Psychiatric and Counseling Services:  Compass Health provides individual, family and group counseling and psychiatric services to people of all ages.  Both the agency’s adult and children’s individual services range from short-term primary outpatient care to long-term extended outpatient care for individuals with severe and persistent mental illnesses.  Specialized services are provided to treat co-occurring mental health and substance abuse disorders.  Compass Health’s multicultural services division provides counseling that is respectful of many different cultures, providing counseling and translation services in 13 languages.

 

The agency’s counseling programs include nearly four dozen special programs designed to treat specific populations and needs, in addition to those treated through primary and extended care counseling.  Compass Health’s Children’s Advocacy Project, for example, provides sexual abuse counseling for children who recently disclosed sexual abuse.  Its Cocoon House program provides counseling and shelter for homeless teens.  The agency’s Senior-to-Senior Peer Support program trains community volunteers, age 50 and older, to provide peer counseling to seniors experiencing mental health problems.

Case Management and Support Services:  Compass Health provides intensive case management and a variety of support services to clients throughout its service area, including a substantial housing program.
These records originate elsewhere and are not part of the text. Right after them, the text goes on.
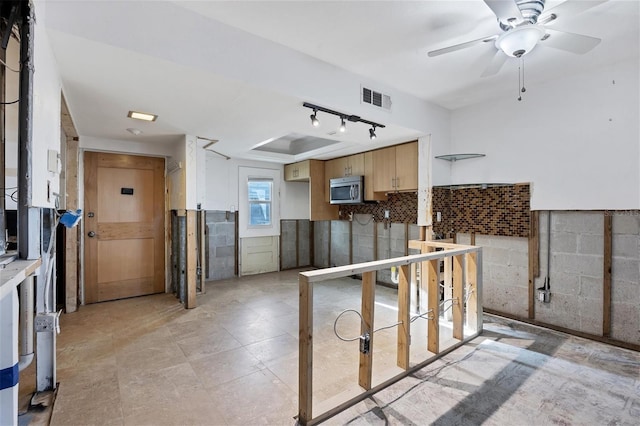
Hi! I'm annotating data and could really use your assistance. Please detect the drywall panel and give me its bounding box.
[450,58,640,210]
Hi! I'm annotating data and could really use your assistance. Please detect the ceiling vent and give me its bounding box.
[361,86,391,111]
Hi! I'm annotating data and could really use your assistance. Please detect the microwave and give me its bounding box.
[329,176,364,204]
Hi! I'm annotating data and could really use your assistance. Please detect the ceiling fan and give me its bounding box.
[428,0,608,77]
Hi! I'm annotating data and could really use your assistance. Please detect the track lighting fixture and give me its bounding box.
[302,102,385,139]
[310,108,320,127]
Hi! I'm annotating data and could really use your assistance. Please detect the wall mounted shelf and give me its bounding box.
[436,154,485,162]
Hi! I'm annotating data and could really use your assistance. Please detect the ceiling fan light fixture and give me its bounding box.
[496,25,545,58]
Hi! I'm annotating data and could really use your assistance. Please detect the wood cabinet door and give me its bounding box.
[395,142,418,191]
[84,152,165,303]
[346,154,364,176]
[373,146,396,192]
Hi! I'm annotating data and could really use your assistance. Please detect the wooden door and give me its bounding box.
[84,152,165,303]
[396,142,418,191]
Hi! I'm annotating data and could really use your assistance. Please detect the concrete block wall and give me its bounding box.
[205,210,236,280]
[535,211,604,335]
[456,234,529,318]
[280,219,311,270]
[330,220,351,266]
[611,216,640,344]
[351,214,376,263]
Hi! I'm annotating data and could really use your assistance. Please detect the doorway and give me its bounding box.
[83,152,165,303]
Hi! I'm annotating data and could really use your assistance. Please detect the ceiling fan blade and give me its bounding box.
[480,50,508,77]
[538,0,609,24]
[484,0,523,24]
[542,28,602,55]
[427,35,498,58]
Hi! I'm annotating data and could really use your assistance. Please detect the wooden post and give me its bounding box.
[442,256,455,321]
[602,213,613,337]
[528,211,540,319]
[198,210,208,294]
[184,210,198,309]
[451,255,464,340]
[466,252,482,331]
[423,259,440,354]
[298,275,313,425]
[358,271,376,390]
[397,264,414,370]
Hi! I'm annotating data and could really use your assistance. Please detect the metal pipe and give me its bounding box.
[544,210,551,291]
[18,275,35,371]
[17,1,40,259]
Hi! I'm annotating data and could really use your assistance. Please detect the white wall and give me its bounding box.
[31,2,62,207]
[450,59,640,210]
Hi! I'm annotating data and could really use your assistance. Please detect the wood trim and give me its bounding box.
[397,265,411,370]
[298,275,313,425]
[358,271,376,390]
[184,210,197,309]
[602,214,613,337]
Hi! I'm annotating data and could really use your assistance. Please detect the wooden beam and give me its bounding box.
[528,211,540,319]
[602,214,613,337]
[184,210,198,309]
[397,264,415,370]
[298,275,313,425]
[466,252,482,331]
[451,255,464,340]
[358,271,376,390]
[427,259,440,355]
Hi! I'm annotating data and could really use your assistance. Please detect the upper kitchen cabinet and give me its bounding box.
[324,153,366,202]
[284,160,338,220]
[372,141,418,192]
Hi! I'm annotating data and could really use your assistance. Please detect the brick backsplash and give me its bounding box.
[340,184,530,237]
[340,192,418,223]
[433,184,530,237]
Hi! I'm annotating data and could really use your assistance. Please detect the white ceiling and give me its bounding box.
[42,0,640,162]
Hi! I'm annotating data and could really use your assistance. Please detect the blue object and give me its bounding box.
[60,209,82,228]
[0,363,20,390]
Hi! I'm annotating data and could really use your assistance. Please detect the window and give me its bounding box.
[247,178,273,227]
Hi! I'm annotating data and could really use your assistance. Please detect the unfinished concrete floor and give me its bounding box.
[21,271,640,425]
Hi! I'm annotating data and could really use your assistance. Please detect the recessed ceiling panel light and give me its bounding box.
[127,111,158,121]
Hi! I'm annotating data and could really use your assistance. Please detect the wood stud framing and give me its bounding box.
[602,214,613,337]
[397,265,411,370]
[358,271,376,390]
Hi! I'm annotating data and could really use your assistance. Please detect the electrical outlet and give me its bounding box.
[34,312,57,333]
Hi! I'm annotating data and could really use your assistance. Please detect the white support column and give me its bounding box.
[0,288,18,425]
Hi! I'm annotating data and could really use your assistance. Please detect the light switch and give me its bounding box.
[47,149,60,173]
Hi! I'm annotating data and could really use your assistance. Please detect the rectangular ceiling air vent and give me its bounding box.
[361,86,391,111]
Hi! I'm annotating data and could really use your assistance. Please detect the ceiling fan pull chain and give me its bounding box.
[520,57,527,93]
[518,61,522,101]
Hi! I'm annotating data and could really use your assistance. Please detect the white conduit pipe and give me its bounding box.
[18,276,35,371]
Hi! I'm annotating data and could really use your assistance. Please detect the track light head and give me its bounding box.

Compass Health owns approximately 200 housing units and has access to several hundred rental subsidies to provide independent supported housing to adult clients.  The agency’s Haven House was selected as a national HUD model program for developing housing for homeless mentally ill young adults.  Two 20-bed facilities provide adult residential treatment services to the region.

 

Compass Health provides therapeutic foster care through its network of specially trained foster parents in its Children’s Hospitalization Alternative Program (CHAP).  Children ages 6 to 17 receive intensive case management designed to coordinate delivery of social, physical, therapeutic, medical and academic services.  The CHAP program provides psychiatric services, multi-disciplinary consultations, therapy and 24-hour crisis consultation and outreach.

 

Case management services include coordination of services with collaborating agencies throughout the service area, as well as Compass Health programs such as respite services and flex funds for client food, shelter, utilities, transportation and prescription drugs.  For children, the agency extends flex funds for summer camps and school clothes in addition to other basic needs.  The agency operates a homeless drop-in center that provides more than 38,000 meals each year.  Employment support services are provided to adults with severe and persistent mental illness through a system of supported volunteer opportunities and job placements in the community.

 

Among the most important support services provided are Compass Health’s education and prevention programs, including its Preschool Play Therapy programs and classes on topics such as parenting, anger management and family functioning.

 

Compass Health is a profile of longevity in the community behavioral health field.  The agency continues the legacy of serving the emotional needs of children and families that it began more than a century ago.